Oceanographic Environment of Glacier Bay

Oceanography describes one of the most fundamental physical aspects of a marine ecosystem. Glacier Bay exhibits a highly complex oceanographic regime within a small area.  An understanding of many of the resource and research issues in Glacier Bay will not be possible without an understanding of the underlying oceanographic processes causing the large spatial and annual variation found within the Bay.
 

The Bay is a recently (300 years ago) deglaciated fjord located within Glacier Bay National Park in Southeast Alaska.  Glacier Bay is a fjord estuarine system that has multiple sills. These sills are often associated with contractions and are backed by very deep basins with tidewater glaciers and many streams.  Glacier Bay experiences a large amount of runoff, high sedimentation, and large tidal variations.  Melting occurs year-round, which is thought to fuel the estuarine circulation even through the winter.  This runoff, and the presence of the tidewater glaciers makes the bay extremely cold.  There are many small- and large-scale mixing and upwelling zones at sills, glacial faces, and streams. The complex topography and strong currents lead to highly variable salinity, temperature, sediment, productivity, light penetration, and current patterns within a small area.   This complexity defies simple characterization or modeling based on other areas in Southeast Alaska.  While several oceanographic studies have been conducted in Glacier Bay, these studies are contradictory and were of short duration and limited coverage, missing much of the spatial, seasonal and annual variation.  In addition, some assumptions based on past studies have been contradicted by recent results.  The constantly changing nature of the Bay may contribute to contradictions among past studies and between recent and historical results.

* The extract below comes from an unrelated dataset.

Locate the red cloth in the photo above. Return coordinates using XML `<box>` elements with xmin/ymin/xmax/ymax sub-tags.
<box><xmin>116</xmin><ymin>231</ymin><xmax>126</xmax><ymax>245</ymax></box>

The primary data used in this study (see the Fjord Oceanographic Monitoring Handbook) were oceanographic surveys consisting of samples of 24 central-channel stations from the mouth of the bay to the heads of both the East and West Arm taken between 1992 and 2000 . A oceanographic instrument (CTD) capable of recording depth, temperature, salinity, light penetration, amount of sediment, and amount of phytoplankton was used to obtain measurements at one-meter intervals throughout the water column to a depth of 300m at each station.  Surveys were conducted up to seven times a year in such a manner as to encompass the primary annual variation in oceanographic patterns.

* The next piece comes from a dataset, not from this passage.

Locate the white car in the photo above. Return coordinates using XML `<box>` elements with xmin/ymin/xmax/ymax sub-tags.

Results from the current work indicate several shifts in the dominant paradigm of oceanographic understanding for this area.  Primarily, deep-water renewal, and with it increased nutrient availability, is not limited to the winter months but can and probably does occur regularly in the spring/summer/fall at least during spring-tide series.  We believe that Glacier Bay is not a traditional silled fjord estuary nor a plain fjord estuary like most estuaries in Southeast Alaska, but a combination of a stratified deep basin estuary and a tidally mixed estuary.  This results in a complete blockage of estuarine circulation at the mouth of the bay; instead, mixing occurs by turbulent diffusion rather than buoyancy-driven entrainment as seen in a traditional estuary.  In addition, where this turbulent water meets the deep stratified basin, a tidally-mixed front is created.  This front is ideal for encouraging high primary productivity by phytoplankton.  Mixing phenomena have now been observed to be much more extensive in Glacier Bay than previously thought.  This, as with the increased deep-water renewal, almost certainly results in a more nutrient enhanced system.  The Bay is now known to exhibit phenomenally high primary productivity, which is sustained throughout the summer in sharp contrast to other interior waters of Southeast Alaska and adjoining shelf and oceanic areas.  The limits on this productivity appear to be caused not by grazing by zooplankton or nutrient limitation, but by light penetration.  Light penetration in Glacier Bay is significantly reduced by both sedimentation phenomena related to the young nature of the terrestrial environment and to the high levels of the primary productivity itself.  In addition to these major changes in understanding, we have identified several new phenomena that will need further study to understand their nature and significance.

As a result of the oceanographic monitoring program and the synthesis effort funded by the NPS there is now an extensive body of oceanographic and weather data integrated into the Glacier Bay information management system and available on CD-ROM.  The Oceanographic Analyst Extension, a Geographic Information System (GIS) tool, has been created to allow viewing, analysis, and manipulation of these complex data in 3 and 4 dimensions.